The women both rose and brushed off as I approached and the younger woman, tablecloth in hand, greeted me warmly, "Good morning!" Delighted that they had initiated a conversation, I told them how I had been wondering about their Tuesday morning ritual and the loss that had them here on a regular basis. They easily shared their bereavement of husband and father before Christmas. "He died on the day of our 57th wedding anniversary, " his widow shared. Tears spilled unconsciously as they remembered out loud with me, not the crying that make your eyes red and swollen but tears that followed a familiar path, spilling like the overflow of a river that could no longer contain the surge of an abundance of rain.

Their only child, a daughter, began bringing her mother every Tuesday to visit.
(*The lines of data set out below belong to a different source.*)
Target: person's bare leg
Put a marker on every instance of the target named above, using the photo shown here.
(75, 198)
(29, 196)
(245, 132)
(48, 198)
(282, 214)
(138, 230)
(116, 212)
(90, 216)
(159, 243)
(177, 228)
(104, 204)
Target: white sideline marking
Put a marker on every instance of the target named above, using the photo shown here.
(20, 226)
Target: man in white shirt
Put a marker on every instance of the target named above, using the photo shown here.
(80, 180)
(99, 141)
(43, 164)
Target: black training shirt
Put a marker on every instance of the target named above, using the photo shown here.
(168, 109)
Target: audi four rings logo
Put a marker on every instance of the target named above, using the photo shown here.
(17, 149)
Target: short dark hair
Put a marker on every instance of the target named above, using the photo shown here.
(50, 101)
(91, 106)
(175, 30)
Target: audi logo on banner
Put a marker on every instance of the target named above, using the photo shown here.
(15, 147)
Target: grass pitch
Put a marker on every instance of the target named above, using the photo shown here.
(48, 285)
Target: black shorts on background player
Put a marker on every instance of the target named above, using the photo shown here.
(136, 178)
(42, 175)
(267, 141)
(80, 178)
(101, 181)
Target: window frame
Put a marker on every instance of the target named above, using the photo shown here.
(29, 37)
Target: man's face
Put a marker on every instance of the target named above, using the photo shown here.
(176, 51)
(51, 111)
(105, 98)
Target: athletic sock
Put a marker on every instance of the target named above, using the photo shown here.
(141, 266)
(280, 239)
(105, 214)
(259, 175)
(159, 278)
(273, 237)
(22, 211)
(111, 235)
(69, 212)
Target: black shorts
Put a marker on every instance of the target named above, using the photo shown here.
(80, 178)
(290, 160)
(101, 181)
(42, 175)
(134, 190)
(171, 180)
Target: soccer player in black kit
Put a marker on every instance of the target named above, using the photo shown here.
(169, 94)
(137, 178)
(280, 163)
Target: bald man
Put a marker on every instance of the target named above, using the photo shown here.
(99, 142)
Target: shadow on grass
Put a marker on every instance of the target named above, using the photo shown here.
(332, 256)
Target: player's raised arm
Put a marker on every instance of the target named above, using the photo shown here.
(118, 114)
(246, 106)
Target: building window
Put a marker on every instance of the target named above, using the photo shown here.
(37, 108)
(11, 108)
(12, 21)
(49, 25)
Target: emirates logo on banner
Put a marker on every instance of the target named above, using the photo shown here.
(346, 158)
Tuesdays start very early for them as they drive from the Disney area where they live and then stop for fresh flowers in the Winter Park Village before their early arrival at Glenn Haven. Although great loss started their weekly pilgrimages, they have made new friends and acquaintances along the way because of it. They are known by the clerks who sell them flowers. All the staff, office and groundskeeping, of the cemetery recognize and greet them. Then there are the other regulars to the cemetery, some with names you'd recognize, who go from being familiar strangers to having a first name. All of them together are playing a part in the ladies' processing of grief and slowly moving into new routines and places.
 
A lot about their Tuesdays reminds me of our Sundays.
 
My husband and I gather every week to worship at a church plant that meets in our neighborhood YMCA. Weekly we may join others who remember Him and His death on the cross in sharing a piece of bread dipped in grape juice. Jesus' last meal with His dearest friends included similar elements and He commanded them to repeat this in remembrance of Him. Sometimes tears flow easily as such an extravagant love is dwelled upon. Sometimes the tears flow easily in repentance at disappointing such a love and at the extravagance of the grace to start again clean, still loved, still invited to come, still included in the remembering.

Great loss started us on these weekly pilgrimages, we have made new friends and acquaintances long the way because of it. We are known, recognized, greeted because we gather there. Some of the regulars go from being familiar strangers to having a first name. All of them together are playing a part as we process what it means to follow Jesus, helping us slowly move into new routines and places where knowing Him and being known help us move forward in faith.

Out of loss comes life, if you choose to regularly remember.